Fig 4. Viability of endothelial cells exposed to heart failure rabbit blood plasma.

Representative scatter plot flow cytometry of Ea.hy926 endothelial cells exposed to rabbit blood plasma for 1 h and 24 h, followed by staining with annexin-V and propidium iodide (PI) to detect apoptosis or necrosis at 1 (A) and 24 h (B) post exposure and comparison of the quantified proportion of early apoptotic cells (Annexin V+/PI-), late apoptotic cells (Annexin V+/PI+), and necrotic cells (Annexin V-/PI+) between those exposed to HF and corresponding control blood plasma. Assays utilized n = 5 plasma samples per group and 3 technical replicates per each plasma sample. Data are presented as means and SEM. Unpaired Student’s t-test was used. *P<0.05 and **P<0.01 in comparing the HF versus Control blood plasma. (C) LDH assay cytotoxicity detected in Ea.hy926 cells exposed to the HF and the corresponding control blood plasma for 1 h and 24 h, respectively. A % cytotoxicity was defined as (Plasma-treated LDH activity—Spontaneous LDH activity)/(Maximum LDH activity-Spontaneous LDH activity) x 100 (%). Assays utilized n = 5 plasma samples per group and 3 technical replicates per each plasma sample. Data are presented as means and SEM. Dauno = Daunorubicin; HF = heart failure; LDH = lactate dehydrogenase; MI = myocardial infarction.

Fig 5. Mitochondrial protein and ultrastructural changes in endothelial cells exposed to heart failure rabbit blood plasma.

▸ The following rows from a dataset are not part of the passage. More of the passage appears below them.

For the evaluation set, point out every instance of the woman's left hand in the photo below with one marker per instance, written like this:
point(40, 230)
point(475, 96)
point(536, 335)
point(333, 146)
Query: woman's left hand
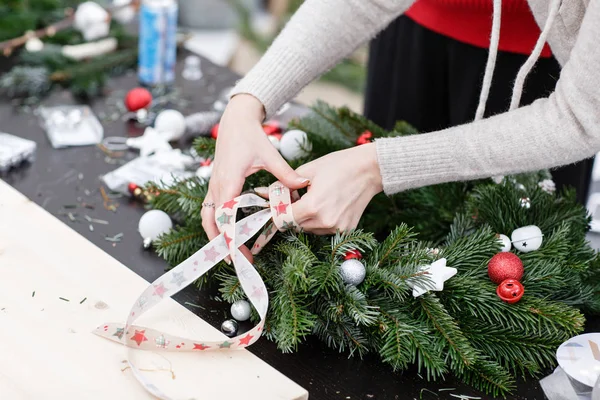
point(341, 186)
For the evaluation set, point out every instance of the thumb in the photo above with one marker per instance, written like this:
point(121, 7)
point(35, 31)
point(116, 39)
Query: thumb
point(275, 164)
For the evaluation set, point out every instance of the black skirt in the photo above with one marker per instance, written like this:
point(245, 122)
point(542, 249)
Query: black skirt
point(433, 82)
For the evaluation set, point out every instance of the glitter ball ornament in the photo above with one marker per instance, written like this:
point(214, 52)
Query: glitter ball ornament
point(170, 124)
point(153, 224)
point(353, 272)
point(528, 238)
point(137, 98)
point(240, 310)
point(364, 138)
point(505, 266)
point(505, 241)
point(229, 327)
point(510, 291)
point(525, 202)
point(353, 254)
point(293, 145)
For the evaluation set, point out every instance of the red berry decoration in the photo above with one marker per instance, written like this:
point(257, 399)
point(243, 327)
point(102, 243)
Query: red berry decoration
point(353, 254)
point(510, 291)
point(364, 138)
point(505, 266)
point(214, 132)
point(131, 187)
point(271, 128)
point(138, 98)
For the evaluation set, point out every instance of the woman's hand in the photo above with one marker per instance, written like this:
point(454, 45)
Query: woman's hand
point(342, 185)
point(242, 149)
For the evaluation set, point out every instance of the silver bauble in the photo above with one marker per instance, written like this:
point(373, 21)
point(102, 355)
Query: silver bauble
point(229, 327)
point(240, 310)
point(353, 272)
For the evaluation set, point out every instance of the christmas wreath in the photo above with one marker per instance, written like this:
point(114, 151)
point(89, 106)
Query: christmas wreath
point(483, 280)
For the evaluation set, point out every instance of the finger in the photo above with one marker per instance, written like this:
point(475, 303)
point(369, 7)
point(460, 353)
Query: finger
point(276, 165)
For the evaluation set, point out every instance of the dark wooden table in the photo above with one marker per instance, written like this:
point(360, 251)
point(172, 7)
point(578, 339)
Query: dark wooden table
point(71, 176)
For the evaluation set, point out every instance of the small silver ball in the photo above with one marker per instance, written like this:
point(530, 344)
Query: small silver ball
point(229, 327)
point(240, 310)
point(353, 272)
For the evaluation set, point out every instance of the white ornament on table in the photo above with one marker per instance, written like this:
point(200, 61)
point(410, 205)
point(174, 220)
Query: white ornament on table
point(505, 241)
point(123, 14)
point(353, 272)
point(92, 20)
point(204, 172)
point(34, 45)
point(170, 124)
point(275, 141)
point(240, 310)
point(191, 70)
point(150, 142)
point(527, 238)
point(548, 186)
point(294, 144)
point(437, 273)
point(153, 224)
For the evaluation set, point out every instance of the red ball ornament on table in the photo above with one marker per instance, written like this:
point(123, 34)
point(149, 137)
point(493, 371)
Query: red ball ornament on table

Ea.hy926 endothelial cells were grown and serum-starved for 2 h, followed by exposure to the rabbit blood plasma for 1 h. Proteins were purified and subjected to western blot analysis. Representative blots (A) of samples exposed to five blood plasma from each group: MI-HF versus MI-control and Dauno-HF versus Dauno-control. GAPDH and COX IV were used as total protein loading control and mitochondrial loading control, respectively. Band intensity quantification (B) of the western blot normalized to GAPDH and COXIV. Assays utilized n = 5 plasma samples per group and 3 technical replicates per each plasma sample. Data are presented as means and SEM. Unpaired Student’s t-test was used. *P<0.05 and **P<0.01 in comparing the HF versus Control blood plasma. (C) Mitochondrial ultrastructural changes in endothelial cells exposed to HF rabbit blood plasma were determined. Ea.hy926 endothelial cells were grown and serum-starved for 2 h, followed by exposure to the rabbit blood plasma for 1 h. Narrow arrows indicate characteristic mitochondria in the representative cells from each group. Compared to the cells exposed to the MI-Control blood plasma showing normal mitochondrial morphology, those exposed to the MI-HF blood plasma show swollen, balloon-like mitochondria cristae disarrangement, partial cristolysis, and electron-lucent matrix. Cells exposed to the Dauno-Control blood plasma shows normal mitochondrial morphology, while the mitochondria of cells exposed to the Dauno-HF blood plasma shows swelling with loss of cristae and effacement of central architecture with the balloon-like, vesicular structures. Thick black arrows indicate lysed or ruptured outer membrane of mitochondria exposed to the HF blood plasma. Scale bars: 1 μm (left-side images) and 500 nm (right-sided images). Assays utilized n = 5 plasma samples per group and 3 technical replicates per each plasma sample. COXIV = Cytochrome C oxidase; Dauno = Daunorubicin; HF = heart failure. MI = myocardial infarction.